Tuesday, December 11, 2012

A Little Less Tech II

In addition to other 'advances' given us by the physical sciences - genetically modified food, toxic factory waste, Big Pharma's killer drugs and vaccines, maiming and death from car wrecks, etc. - we can now add a new one: cell phones.  From UPI:

Cellphone addiction shows similarities to compulsive buying and credit card misuse, a study by marketing researchers at Baylor University in Texas found.

...

Previous studies have shown young adults send an average of 109.5 text messages a day or approximately 3,200 texts each month. They receive an additional 113 text messages and check their cells 60 times in a typical day.

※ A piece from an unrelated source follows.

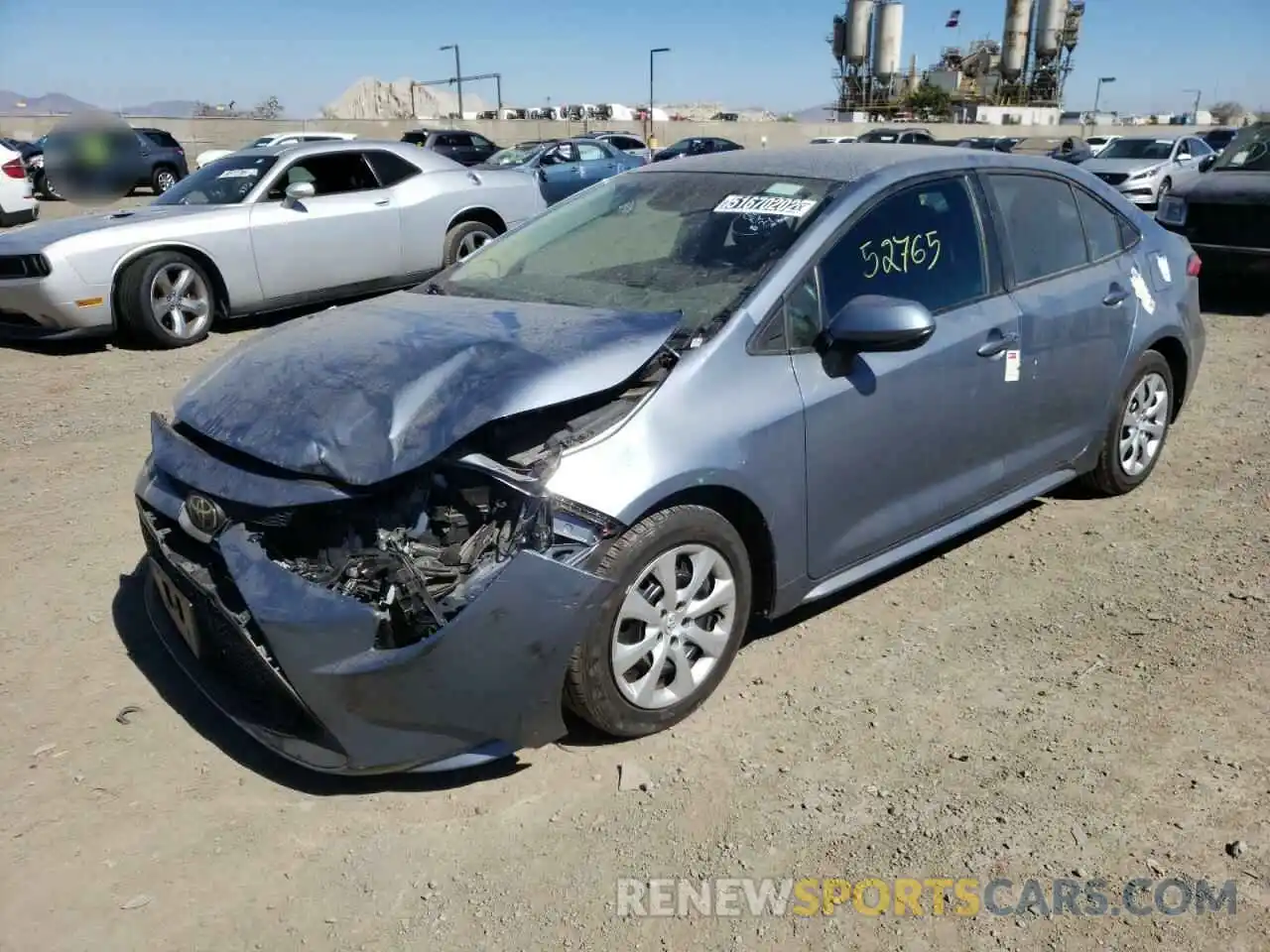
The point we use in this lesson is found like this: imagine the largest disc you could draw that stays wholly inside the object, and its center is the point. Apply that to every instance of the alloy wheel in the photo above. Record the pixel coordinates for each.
(674, 626)
(181, 301)
(1143, 425)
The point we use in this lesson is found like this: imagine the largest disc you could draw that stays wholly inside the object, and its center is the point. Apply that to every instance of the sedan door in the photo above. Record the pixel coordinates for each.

"At first glance, one might have the tendency to dismiss such aberrant cellphone use as merely youthful nonsense -- a passing fad. But an emerging body of literature has given increasing credence to cellphone addiction and similar behavioral addictions," Roberts said in a Baylor release Wednesday.

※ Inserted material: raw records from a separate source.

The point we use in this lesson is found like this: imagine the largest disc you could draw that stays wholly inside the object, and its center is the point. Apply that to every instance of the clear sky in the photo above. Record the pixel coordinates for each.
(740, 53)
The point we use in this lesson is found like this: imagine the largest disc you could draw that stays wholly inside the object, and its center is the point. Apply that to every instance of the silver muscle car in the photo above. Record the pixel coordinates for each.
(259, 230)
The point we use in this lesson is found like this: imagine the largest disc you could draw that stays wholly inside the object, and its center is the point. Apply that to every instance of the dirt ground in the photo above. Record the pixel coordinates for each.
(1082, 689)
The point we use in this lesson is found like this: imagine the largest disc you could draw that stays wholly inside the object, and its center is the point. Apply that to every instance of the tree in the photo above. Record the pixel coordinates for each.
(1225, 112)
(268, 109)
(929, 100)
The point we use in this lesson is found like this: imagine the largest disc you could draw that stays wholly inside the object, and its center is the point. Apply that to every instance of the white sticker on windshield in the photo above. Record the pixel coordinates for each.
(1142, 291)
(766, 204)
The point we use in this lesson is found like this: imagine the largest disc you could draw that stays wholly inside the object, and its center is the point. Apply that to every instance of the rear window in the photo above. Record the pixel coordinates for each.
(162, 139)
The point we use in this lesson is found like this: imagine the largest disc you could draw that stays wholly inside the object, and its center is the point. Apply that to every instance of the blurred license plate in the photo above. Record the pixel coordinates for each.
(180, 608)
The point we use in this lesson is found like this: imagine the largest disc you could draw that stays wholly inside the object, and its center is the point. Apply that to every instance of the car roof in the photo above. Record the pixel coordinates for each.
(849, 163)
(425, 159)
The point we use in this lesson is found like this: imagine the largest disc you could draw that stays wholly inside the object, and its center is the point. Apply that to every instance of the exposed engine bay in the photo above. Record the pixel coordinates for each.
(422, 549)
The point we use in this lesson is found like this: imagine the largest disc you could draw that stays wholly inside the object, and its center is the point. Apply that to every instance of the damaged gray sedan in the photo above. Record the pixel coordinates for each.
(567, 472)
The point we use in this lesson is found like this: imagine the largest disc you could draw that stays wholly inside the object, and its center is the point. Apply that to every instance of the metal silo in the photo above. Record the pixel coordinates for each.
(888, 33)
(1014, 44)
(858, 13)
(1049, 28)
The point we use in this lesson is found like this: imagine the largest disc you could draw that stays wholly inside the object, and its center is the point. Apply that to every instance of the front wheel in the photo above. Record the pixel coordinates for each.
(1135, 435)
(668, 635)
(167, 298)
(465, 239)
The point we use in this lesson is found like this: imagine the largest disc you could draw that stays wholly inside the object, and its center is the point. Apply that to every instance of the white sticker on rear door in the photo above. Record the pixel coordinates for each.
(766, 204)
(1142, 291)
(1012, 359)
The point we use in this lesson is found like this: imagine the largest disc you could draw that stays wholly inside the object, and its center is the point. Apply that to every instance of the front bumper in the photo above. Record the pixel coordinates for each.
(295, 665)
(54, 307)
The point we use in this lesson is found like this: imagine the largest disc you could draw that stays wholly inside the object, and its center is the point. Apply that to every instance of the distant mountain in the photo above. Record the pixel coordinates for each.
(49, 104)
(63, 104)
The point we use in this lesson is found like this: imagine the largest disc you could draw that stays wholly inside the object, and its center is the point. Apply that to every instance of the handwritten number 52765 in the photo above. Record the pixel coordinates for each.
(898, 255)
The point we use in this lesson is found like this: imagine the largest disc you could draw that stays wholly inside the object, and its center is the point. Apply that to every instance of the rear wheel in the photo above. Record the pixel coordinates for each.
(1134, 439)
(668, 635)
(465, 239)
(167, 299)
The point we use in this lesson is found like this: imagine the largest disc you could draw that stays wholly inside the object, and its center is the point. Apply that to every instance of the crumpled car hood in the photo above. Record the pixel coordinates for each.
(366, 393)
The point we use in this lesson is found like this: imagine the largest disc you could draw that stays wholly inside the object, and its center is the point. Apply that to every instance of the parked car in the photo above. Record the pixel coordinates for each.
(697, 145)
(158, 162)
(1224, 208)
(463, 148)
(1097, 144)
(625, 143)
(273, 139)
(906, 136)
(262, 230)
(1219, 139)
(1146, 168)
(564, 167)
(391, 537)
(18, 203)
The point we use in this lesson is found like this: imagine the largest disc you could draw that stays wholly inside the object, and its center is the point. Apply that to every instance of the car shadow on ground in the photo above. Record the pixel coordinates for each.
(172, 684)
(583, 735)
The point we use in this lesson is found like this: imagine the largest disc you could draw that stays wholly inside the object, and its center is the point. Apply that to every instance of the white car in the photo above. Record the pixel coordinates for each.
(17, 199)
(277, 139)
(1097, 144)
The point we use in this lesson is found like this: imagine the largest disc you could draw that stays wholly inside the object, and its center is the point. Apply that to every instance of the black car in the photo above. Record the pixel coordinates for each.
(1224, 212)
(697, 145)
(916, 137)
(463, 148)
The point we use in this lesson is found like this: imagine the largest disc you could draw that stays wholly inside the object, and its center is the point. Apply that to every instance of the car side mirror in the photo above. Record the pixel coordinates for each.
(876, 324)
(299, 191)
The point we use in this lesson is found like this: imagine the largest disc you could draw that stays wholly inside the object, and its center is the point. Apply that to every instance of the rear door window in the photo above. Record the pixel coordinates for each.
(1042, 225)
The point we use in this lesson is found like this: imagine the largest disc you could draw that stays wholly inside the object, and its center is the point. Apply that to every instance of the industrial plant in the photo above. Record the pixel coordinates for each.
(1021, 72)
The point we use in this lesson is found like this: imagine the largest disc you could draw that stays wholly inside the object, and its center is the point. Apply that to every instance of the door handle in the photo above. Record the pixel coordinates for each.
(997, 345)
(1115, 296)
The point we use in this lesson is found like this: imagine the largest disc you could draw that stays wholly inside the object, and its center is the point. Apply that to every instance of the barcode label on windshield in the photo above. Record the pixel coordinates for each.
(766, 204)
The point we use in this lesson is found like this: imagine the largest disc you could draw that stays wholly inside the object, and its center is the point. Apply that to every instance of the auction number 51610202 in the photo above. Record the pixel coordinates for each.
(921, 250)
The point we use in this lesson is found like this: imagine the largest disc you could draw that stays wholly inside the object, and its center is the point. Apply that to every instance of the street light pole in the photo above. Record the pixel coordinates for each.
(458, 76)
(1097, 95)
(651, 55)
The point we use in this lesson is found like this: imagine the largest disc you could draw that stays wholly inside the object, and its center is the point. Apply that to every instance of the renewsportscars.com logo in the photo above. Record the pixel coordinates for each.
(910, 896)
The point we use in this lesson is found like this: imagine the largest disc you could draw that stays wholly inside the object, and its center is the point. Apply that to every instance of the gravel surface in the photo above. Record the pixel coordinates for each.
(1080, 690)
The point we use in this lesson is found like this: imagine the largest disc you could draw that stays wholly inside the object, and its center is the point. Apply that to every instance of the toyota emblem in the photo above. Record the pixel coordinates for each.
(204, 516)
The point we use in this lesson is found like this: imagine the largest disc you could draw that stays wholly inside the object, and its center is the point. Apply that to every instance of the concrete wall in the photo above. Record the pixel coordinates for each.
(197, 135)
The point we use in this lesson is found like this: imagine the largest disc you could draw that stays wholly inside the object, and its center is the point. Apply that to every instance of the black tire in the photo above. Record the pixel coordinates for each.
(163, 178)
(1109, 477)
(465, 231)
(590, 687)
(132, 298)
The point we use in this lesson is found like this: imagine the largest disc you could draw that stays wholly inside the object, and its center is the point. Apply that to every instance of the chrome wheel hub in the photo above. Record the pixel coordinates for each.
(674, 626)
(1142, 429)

A return to the spirit of ancient Greek science, described by Simone Weil in The Need for Roots (tr. Arthur Wills, New York, Routledge: 2003, p. 242), is surely needed now more than ever:
As for technical applications, if Greek science didn't produce many, it isn't because it was incapable of doing so, but because the Greek savants didn't wish it.  These men, obviously very much less advanced than we are, as is natural seeing that they lived twenty-five centuries ago, feared the effects of technical inventions which could be made use of by tyrants and conquerors.  So, instead of delivering to the public the greatest possible number of technical discoveries and selling them to the highest bidder, they kept rigorously secret all the ones they happened to make for their own amusement; and, apparently, themselves remained poor.
If today's scientists won't put their harmful mindcrafts away for the good of the wider public, we need to do it ourselves, following the excellent example of the Amish and other wise folk.